A1057 Stack (30 point(s))

stack栈使用，求第K大的数：块状数组/树状数组

1. 原文

Stack is one of the most fundamental data structures, which is based on the principle of Last In First Out (LIFO). The basic operations include Push (inserting an element onto the top position) and Pop (deleting the top element). Now you are supposed to implement a stack with an extra operation: PeekMedian – return the median value of all the elements in the stack. With Nelements, the median value is defined to be the (N/2)-th smallest element if N is even, or ((N+1)/2)-th if N is odd.

Input Specification:

Each input file contains one test case. For each case, the first line contains a positive integer N (≤ $10^5$ ). Then N lines follow, each contains a command in one of the following 3 formats:

Push key
Pop
PeekMedian

where key is a positive integer no more than $10^5$.

output Specification:

For each Push command, insert key into the stack and output nothing. For each Pop or PeekMedian command, print in a line the corresponding returned value. If the command is invalid, print Invalid instead.

Sample Input:

17
Pop
PeekMedian
Push 3
PeekMedian
Push 2
PeekMedian
Push 1
PeekMedian
Pop
Pop
Push 5
Push 4
PeekMedian
Pop
Pop
Pop
Pop

Sample output:

Invalid
Invalid
3
2
2
1
2
4
4
5
3
Invalid

2. 解析

块状数组：

对应块 block[x/num]++ block[x/num]–

求第k块：while(sum+block[idx]<k) while(sum+table[ans]<k)

树状数组：

lowbits(i) (i&(-i)) 能整除i的最大2次幂

对应加入 for (int i = x; i < maxn; i+=lowbits(i))

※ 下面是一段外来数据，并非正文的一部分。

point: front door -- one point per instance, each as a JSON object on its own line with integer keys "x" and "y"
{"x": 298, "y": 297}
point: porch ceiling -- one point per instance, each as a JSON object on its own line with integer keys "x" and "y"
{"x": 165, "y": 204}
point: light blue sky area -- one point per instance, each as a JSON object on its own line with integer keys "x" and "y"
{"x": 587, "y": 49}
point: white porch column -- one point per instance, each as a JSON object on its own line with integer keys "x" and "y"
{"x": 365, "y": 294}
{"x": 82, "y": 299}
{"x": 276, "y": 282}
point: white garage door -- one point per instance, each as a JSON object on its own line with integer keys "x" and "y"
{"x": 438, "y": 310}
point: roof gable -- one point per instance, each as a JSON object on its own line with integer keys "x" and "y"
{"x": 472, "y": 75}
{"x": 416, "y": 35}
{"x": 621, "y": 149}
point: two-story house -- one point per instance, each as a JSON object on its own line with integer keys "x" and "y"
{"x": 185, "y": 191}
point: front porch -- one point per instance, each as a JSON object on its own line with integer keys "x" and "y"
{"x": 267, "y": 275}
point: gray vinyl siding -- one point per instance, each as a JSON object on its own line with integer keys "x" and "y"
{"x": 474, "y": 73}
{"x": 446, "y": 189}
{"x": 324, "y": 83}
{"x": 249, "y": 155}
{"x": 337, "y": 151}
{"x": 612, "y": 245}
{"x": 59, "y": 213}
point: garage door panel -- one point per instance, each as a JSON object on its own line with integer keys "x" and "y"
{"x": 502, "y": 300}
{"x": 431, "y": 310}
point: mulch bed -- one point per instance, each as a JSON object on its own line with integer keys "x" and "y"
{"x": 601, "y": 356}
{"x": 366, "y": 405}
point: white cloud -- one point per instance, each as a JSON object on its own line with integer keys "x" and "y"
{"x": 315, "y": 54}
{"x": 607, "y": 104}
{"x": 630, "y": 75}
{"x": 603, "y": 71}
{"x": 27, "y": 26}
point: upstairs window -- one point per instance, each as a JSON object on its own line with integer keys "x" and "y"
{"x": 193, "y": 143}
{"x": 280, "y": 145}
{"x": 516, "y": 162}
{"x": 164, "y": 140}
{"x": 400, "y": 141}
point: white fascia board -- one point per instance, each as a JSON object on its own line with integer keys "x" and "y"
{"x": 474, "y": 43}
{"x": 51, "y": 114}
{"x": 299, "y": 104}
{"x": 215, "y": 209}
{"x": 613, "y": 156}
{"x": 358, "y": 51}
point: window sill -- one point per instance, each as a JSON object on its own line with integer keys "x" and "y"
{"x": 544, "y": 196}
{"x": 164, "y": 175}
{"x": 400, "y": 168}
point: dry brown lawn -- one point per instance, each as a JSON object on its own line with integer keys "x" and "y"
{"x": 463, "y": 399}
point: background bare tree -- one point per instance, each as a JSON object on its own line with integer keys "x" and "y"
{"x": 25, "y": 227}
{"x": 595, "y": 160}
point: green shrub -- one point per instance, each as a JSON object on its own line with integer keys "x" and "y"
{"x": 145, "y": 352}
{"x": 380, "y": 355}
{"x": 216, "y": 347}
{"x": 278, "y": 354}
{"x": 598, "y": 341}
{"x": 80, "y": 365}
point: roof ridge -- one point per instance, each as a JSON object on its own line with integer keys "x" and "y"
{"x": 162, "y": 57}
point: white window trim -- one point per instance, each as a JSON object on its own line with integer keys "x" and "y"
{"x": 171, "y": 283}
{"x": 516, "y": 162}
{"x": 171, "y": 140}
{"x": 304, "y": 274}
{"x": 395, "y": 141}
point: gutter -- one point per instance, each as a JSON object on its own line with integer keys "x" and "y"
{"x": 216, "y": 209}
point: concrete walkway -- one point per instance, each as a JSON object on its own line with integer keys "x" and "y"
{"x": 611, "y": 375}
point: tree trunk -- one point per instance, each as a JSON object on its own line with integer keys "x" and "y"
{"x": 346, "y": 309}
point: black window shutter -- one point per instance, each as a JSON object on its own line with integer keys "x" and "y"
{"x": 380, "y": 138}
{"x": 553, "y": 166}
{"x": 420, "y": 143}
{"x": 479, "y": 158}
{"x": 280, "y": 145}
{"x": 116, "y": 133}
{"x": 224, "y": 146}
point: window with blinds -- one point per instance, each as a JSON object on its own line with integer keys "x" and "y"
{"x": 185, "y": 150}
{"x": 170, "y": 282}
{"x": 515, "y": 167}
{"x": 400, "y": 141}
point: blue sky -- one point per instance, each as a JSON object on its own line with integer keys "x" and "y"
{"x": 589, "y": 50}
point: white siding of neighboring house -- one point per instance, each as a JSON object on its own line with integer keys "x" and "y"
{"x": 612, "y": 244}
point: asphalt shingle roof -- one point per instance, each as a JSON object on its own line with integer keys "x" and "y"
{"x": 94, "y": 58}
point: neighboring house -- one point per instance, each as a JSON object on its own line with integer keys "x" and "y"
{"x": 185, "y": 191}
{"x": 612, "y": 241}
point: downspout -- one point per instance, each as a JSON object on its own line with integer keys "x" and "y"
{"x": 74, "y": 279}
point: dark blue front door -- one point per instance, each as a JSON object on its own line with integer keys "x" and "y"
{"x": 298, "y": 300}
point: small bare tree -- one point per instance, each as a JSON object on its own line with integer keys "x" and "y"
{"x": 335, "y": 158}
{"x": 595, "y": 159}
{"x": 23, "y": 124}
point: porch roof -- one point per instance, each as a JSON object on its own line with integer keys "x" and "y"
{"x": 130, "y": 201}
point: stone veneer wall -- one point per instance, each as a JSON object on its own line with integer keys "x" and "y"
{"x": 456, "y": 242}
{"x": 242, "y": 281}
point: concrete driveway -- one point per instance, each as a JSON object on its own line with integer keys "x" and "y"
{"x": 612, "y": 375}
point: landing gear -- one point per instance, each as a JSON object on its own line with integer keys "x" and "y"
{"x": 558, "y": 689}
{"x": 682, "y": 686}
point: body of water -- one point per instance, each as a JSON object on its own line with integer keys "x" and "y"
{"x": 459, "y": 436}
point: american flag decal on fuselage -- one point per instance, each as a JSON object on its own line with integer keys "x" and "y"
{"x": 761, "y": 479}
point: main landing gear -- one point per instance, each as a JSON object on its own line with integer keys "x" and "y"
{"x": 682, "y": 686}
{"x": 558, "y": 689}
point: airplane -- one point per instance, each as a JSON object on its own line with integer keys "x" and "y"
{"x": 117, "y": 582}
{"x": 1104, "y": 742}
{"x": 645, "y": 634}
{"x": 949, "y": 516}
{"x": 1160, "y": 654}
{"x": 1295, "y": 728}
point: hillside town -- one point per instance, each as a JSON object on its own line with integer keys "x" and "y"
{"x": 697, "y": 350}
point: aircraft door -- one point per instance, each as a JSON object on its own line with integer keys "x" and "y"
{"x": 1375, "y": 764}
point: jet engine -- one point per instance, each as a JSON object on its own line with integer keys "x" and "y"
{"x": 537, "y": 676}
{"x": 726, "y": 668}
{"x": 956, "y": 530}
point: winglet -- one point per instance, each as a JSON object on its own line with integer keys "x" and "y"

删除 for (int i = x; i > 0; i-=lowbits(i))

求k大：两分法

3. AC代码 1

#include<cstdio>
#include<stack>
#include<cstring>
#define lowbits(i) ((i)&(-i))
using namespace std;
const int maxn=100010;
char str[10];
int c[maxn]={};
stack<int> s;
void update(int x,int num){
	for (int i = x; i < maxn; i+=lowbits(i))
	{
		c[i]+=num;
	}
}
int getsum(int x){
	int sum=0;
	for (int i = x; i > 0 ; i-=lowbits(i))
	{
		sum+=c[i];
	}
	return sum;
}
void peekmedian(){
	int left=1; int right=maxn; int k=(1+(int)s.size())/2;
    while(left<right){
    	int mid=(left+right)/2;
    	if (getsum(mid)>=k)
    	{
    		right=mid;
    	}else{
    		left=mid+1;
    	}
    }
    printf("%d\n",left);
}
int main()
{
	int n;
	scanf("%d",&n);
	int x;
	for (int i = 0; i < n; ++i)
	{
		scanf("%s",str);
		if (strcmp(str,"Pop")==0)
		{
			if (s.empty())
			{
				printf("Invalid\n");
			}else{
				printf("%d\n",s.top());
				update(s.top(),-1);
				s.pop();
			}
		}else if(strcmp(str,"PeekMedian")==0){
			if (s.empty())
			{
				printf("Invalid\n");
			}else{
				peekmedian();
			}
		}else{
			scanf("%d",&x);
			s.push(x);
			update(x,1);
		}

	}

	return 0;
}

4. AC代码2

#include<cstdio>
#include<cstring>
#include<stack>
using namespace std;
const int num=316;
char str[10];
stack<int> s;
int block[317]={};
int table[100010]={};
void push(int x){
	block[x/num]++;
	table[x]++;
}
void pop(int x){
	block[x/num]--;
	table[x]--;
}
void peekmedian(){
	int idx=0; int sum=0;
	int k=(1+(int)s.size())/2;
	while(sum+block[idx]<k){
		sum+=block[idx++];
	}
	int ans=idx*num;
	while(sum+table[ans]<k){
		sum+=table[ans++];
	}
	printf("%d\n", ans);
}
int main()
{
	int n;
	scanf("%d",&n);
	int x;
	for (int i = 0; i < n; ++i)
	{
		scanf("%s",str);
		if (strcmp(str,"Pop")==0)
		{
			if (s.empty())
			{
				printf("Invalid\n");
			}else{
				printf("%d\n",s.top());
				pop(s.top());
				s.pop();
			}
		}else if(strcmp(str,"PeekMedian")==0){
			if (s.empty())
			{
				printf("Invalid\n");
			}else{
				peekmedian();
			}
		}else{
			scanf("%d",&x);
			s.push(x);
			push(x);
		}
	}
	return 0;
}